As Anzac Day approaches, I am made uncomfortable by a sense of profound ambivalence. I feel drawn to Anzac and I am disconcerted by it.
I don’t yet know why I am drawn to it. My father served in the RAAF during WW2 but did not leave Australia. I know of no forebear who served during WW1.
My grandmother was engaged to a young man killed on active service during WW1.
I am disconcerted by Anzac Day because it coopts religious symbols and meanings in a way that I find entirely problematic.
Some see an equivalence between the sacrifice of Jesus and the sacrifices made by soldiers. I note what Rev Bernard Linden Webb, the Methodist minister at Hay during WW1, wrote, ‘the sacrifice of men fighting for their country has been compared to the sacrifice of Christ. That is a terrible blasphemy!’ I agree.
The parallels drawn between the sacrifice of Jesus and the sacrifices made by soldiers are tenuous, at best.
The Anzacs fought to maintain a powerful Empire, the British Empire; Jesus was crucified by a powerful Empire, Rome.
The sacrifices soldiers make in war, which undoubtedly speak of a profound giving of self, occur because soldiers are engaged in violence; Jesus was opposed to violence. His strategy is best described as non-violent resistance.
In a notable exchange with the Roman governor, Pontius Pilate, Jesus said, ‘If my kingdom were of this world, my followers would be fighting for me.’
(When Jesus spoke of his kingdom ‘not being of this world’, he did not mean its location was heaven. He indicated that it took shape and came to birth at the very edge of human culture and human notions.)
The ministry and teachings of Jesus do not align with war, and they still raise profound questions about it, but I worry that we rarely hear them.
While the Early Church was pacifist, it was soon drawn into the practices of Empire, including war, after the Roman Emperor Constantine converted in the early 4th century.

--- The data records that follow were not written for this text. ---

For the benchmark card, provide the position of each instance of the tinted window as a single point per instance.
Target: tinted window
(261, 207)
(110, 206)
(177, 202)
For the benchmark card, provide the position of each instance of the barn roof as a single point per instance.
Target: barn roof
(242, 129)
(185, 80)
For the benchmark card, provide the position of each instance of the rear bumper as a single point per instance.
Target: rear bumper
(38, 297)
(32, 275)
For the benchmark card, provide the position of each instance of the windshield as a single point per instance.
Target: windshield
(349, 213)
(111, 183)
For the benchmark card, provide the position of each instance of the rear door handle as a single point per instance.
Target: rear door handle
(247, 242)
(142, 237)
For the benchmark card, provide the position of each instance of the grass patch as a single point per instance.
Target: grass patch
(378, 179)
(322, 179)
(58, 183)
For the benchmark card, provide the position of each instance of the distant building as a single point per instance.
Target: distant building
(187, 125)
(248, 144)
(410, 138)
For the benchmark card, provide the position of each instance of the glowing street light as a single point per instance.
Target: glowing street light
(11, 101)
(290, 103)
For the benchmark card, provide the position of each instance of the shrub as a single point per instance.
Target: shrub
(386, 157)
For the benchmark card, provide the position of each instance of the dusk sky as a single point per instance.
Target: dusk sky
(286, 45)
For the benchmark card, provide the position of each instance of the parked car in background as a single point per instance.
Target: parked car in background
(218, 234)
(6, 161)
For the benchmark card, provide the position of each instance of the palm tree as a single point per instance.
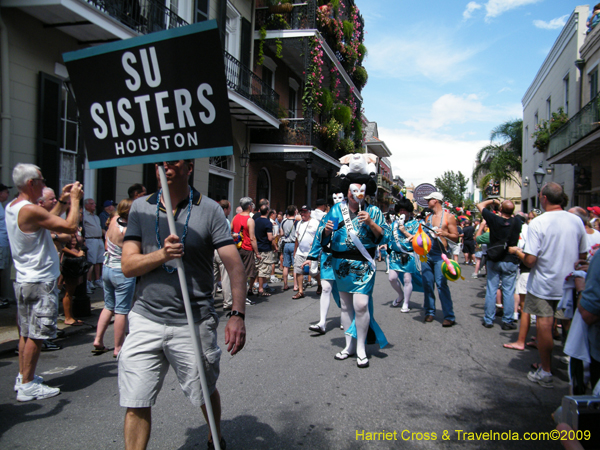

In the late 4th century, St Augustine developed the Doctrine of a Just War. It acknowledged war was never good, but it could be the lesser of two evils under certain circumstances. Augustine sought to limit the impact of war.
Nonetheless, the acceptance of violence in a good cause within the realm of Christian ethics paved the way for the abhorrent notion of killing in the name of one’s faith.
At a more profound, existential level, I recognise that when people fight for and are killed in such a cause, it is not easy to find appropriate thoughts or even words that adequately express the multilayered nature of that loss.
When mundane notions prove inadequate, religious language and concepts are often deployed, and the church was more than happy to oblige during WW1.
Such language, however, often covers up or marginalises truths that need to be given voice, even while it expresses and reveals what may be needed in times of significant loss.
I believe we need to be more careful and more critical in using religious language about war.
I remain drawn to Anzac and disconcerted by it. I also think further investigation and reflection is needed, combined with a measure of courage to reveal what we uncover.